NASA building new rockets, new launch pads for deeper space probes
29 Aug 2015
The National Aeronautics and Space Administration (NASA) is revving up for the next stage of deep space explorations with more powerful rockets and new launch command and control centres.
The US space agency has been striving to manufacture more powerful and reliable launch vehicles after it retired the space shuttle following a series of accidents.
NASA has completed the first developmental test series on the powerful RS-25 engines that will power the agency's new Space Launch System (SLS) rocket on missions deeper into space than ever before.
The series of tests using the RS-25 engine, a former space shuttle main engine operating at higher thrust levels, was designed to collect valuable data on performance in order to provide the power needed for the SLS vehicle, NASA said.

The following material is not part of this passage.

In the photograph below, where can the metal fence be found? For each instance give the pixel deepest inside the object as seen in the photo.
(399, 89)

The data will aid in the development of a new engine controller, or ''brain,'' to monitor engine status and communicate programmed performance needs, NASA said.

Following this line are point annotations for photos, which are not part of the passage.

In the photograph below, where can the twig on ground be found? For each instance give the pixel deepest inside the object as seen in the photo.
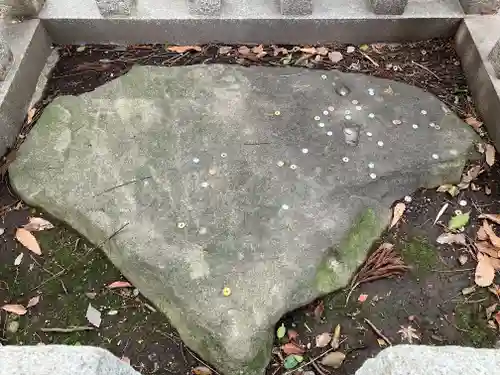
(68, 330)
(370, 59)
(426, 69)
(378, 332)
(199, 360)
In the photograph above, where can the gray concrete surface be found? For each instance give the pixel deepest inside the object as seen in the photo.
(474, 41)
(435, 360)
(250, 21)
(60, 360)
(30, 47)
(268, 182)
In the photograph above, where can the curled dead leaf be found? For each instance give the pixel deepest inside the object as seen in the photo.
(334, 359)
(399, 209)
(15, 309)
(33, 302)
(292, 348)
(37, 224)
(491, 217)
(485, 273)
(494, 239)
(28, 240)
(182, 49)
(323, 339)
(490, 154)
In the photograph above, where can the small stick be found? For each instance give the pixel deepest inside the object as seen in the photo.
(378, 332)
(370, 59)
(426, 69)
(199, 360)
(68, 330)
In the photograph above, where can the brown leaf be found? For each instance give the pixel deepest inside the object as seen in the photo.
(292, 334)
(308, 50)
(492, 217)
(485, 273)
(28, 240)
(182, 49)
(202, 370)
(474, 122)
(334, 359)
(292, 348)
(490, 155)
(120, 284)
(323, 339)
(322, 51)
(490, 310)
(485, 248)
(399, 209)
(37, 224)
(494, 239)
(335, 56)
(244, 51)
(33, 302)
(15, 309)
(336, 338)
(318, 310)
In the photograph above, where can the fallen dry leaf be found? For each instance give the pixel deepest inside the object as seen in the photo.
(474, 122)
(408, 334)
(485, 273)
(292, 348)
(202, 370)
(451, 238)
(182, 49)
(490, 310)
(494, 239)
(15, 309)
(28, 240)
(336, 338)
(399, 209)
(490, 154)
(334, 359)
(318, 310)
(33, 302)
(93, 316)
(37, 224)
(308, 50)
(486, 248)
(492, 217)
(323, 339)
(120, 284)
(335, 56)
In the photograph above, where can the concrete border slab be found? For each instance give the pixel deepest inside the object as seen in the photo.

The test series wrapped up on Thursday with a seventh hot fire test of a developmental RS-25 engine on the A-1 Test Stand at NASA's Stennis Space Center in Bay St Louis, Mississippi. The test ran for a full-duration 535 seconds.

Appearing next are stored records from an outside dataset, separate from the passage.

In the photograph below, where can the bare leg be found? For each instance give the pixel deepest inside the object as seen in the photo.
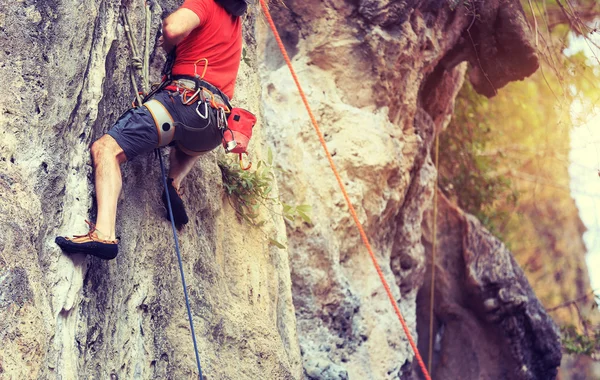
(107, 156)
(180, 166)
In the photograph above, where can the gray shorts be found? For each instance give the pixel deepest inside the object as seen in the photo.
(136, 133)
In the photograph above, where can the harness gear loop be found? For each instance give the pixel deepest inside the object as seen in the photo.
(242, 163)
(196, 68)
(205, 110)
(361, 230)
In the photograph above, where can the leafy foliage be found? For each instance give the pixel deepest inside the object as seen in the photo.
(251, 191)
(506, 161)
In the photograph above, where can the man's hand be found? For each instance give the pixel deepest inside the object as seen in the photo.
(176, 27)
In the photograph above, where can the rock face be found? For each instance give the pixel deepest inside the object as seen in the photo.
(381, 76)
(65, 69)
(486, 310)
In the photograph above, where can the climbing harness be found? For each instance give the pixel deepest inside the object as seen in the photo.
(165, 126)
(343, 189)
(162, 116)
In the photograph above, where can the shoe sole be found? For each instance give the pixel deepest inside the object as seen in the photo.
(104, 251)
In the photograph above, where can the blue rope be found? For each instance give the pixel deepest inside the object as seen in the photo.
(187, 301)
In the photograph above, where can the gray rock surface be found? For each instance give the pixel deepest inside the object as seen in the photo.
(64, 65)
(488, 323)
(381, 77)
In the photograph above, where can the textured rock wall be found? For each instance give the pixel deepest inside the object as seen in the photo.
(381, 77)
(64, 65)
(485, 309)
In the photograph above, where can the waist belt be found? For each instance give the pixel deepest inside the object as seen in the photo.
(208, 91)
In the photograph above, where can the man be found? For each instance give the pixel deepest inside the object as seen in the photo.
(208, 45)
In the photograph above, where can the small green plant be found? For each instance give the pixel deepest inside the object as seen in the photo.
(250, 190)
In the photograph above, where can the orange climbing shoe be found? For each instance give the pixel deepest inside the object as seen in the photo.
(89, 244)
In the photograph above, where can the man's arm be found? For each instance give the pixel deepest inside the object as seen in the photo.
(177, 26)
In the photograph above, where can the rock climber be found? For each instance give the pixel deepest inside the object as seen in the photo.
(206, 36)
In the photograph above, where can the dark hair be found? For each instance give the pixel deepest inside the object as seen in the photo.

''The completion of this test series is an important step in getting SLS ready for the journey to Mars,'' said Steve Wofford, engines manager at NASA's Marshall Space Flight Center in Huntsville, Alabama, where the SLS Programme is managed for the agency.
''The RS-25 engine gives SLS a proven, high performance, affordable main propulsion system. It is one of the most experienced large rocket engines in the world, with more than a million seconds of ground test and flight operations time.''
NASA is also building a new mission launch and command centre at the agency's flight facility in Wallops Islands, Virginia.The contract was awarded to Harkins Contracting Inc of Salisbury, Maryland.
The new 14,174 square-foot facility will serve as the hub for interfacing with and controlling rockets, their payloads and associated launch pad support systems during flight operations at Wallops.
''The Wallops launch range mission set has seen steady growth, transformation and diversification over the years,'' said Bill Wrobel, Wallops Flight Facility director. ''This new MLCC is a critical modernisation project that will meet the needs of our operations today and take us well into the future.''
NASA said recent operations like commercial cargo resupply flights to the International Space Station (ISS), Department of Defence missions, and NASA's Lunar Atmosphere and Dust Environment Explorer (LADEE), the first lunar mission to launch from Wallops, have underscored the need for new command center.
This contract involving asphalt and concrete paving, construction of storm water structures, extension of communications and electrical ducts, as well as connecting the facility to existing water, electric and sanitary systems, was, award to the firm at a fixed price of $5.6 million.
The Leadership in Energy & Environmental Design (LEED) Silver MLCC is a single-story facility that will be built on the main base of Wallops.
The launch command center currently in use was designed in the 1950s to accommodate discrete, quick-turnaround missions characteristic of the Wallops Range mission set at the time, which included Project Mercury tests and suborbital rocket flights.
''The current command center has served us well over the years, but doesn't have the capacity to meet the needs and requirements for advancing our nation's goals and objectives in space,'' said Wrobel.
Today, launch missions from Wallops embrace the facility's traditional role in testing new technologies along with enabling research and scientific investigations, in addition to taking on larger-scale operations using small- and medium-class solid- and liquid-fueled rockets.
As NASA's only launch range, the Wallops Range provides the operational environment required to ensure safe and successful flight operations for rockets, missiles, aircraft, unmanned aerial systems, and a variety of other mission types essential to the scientific, military and commercial use of space.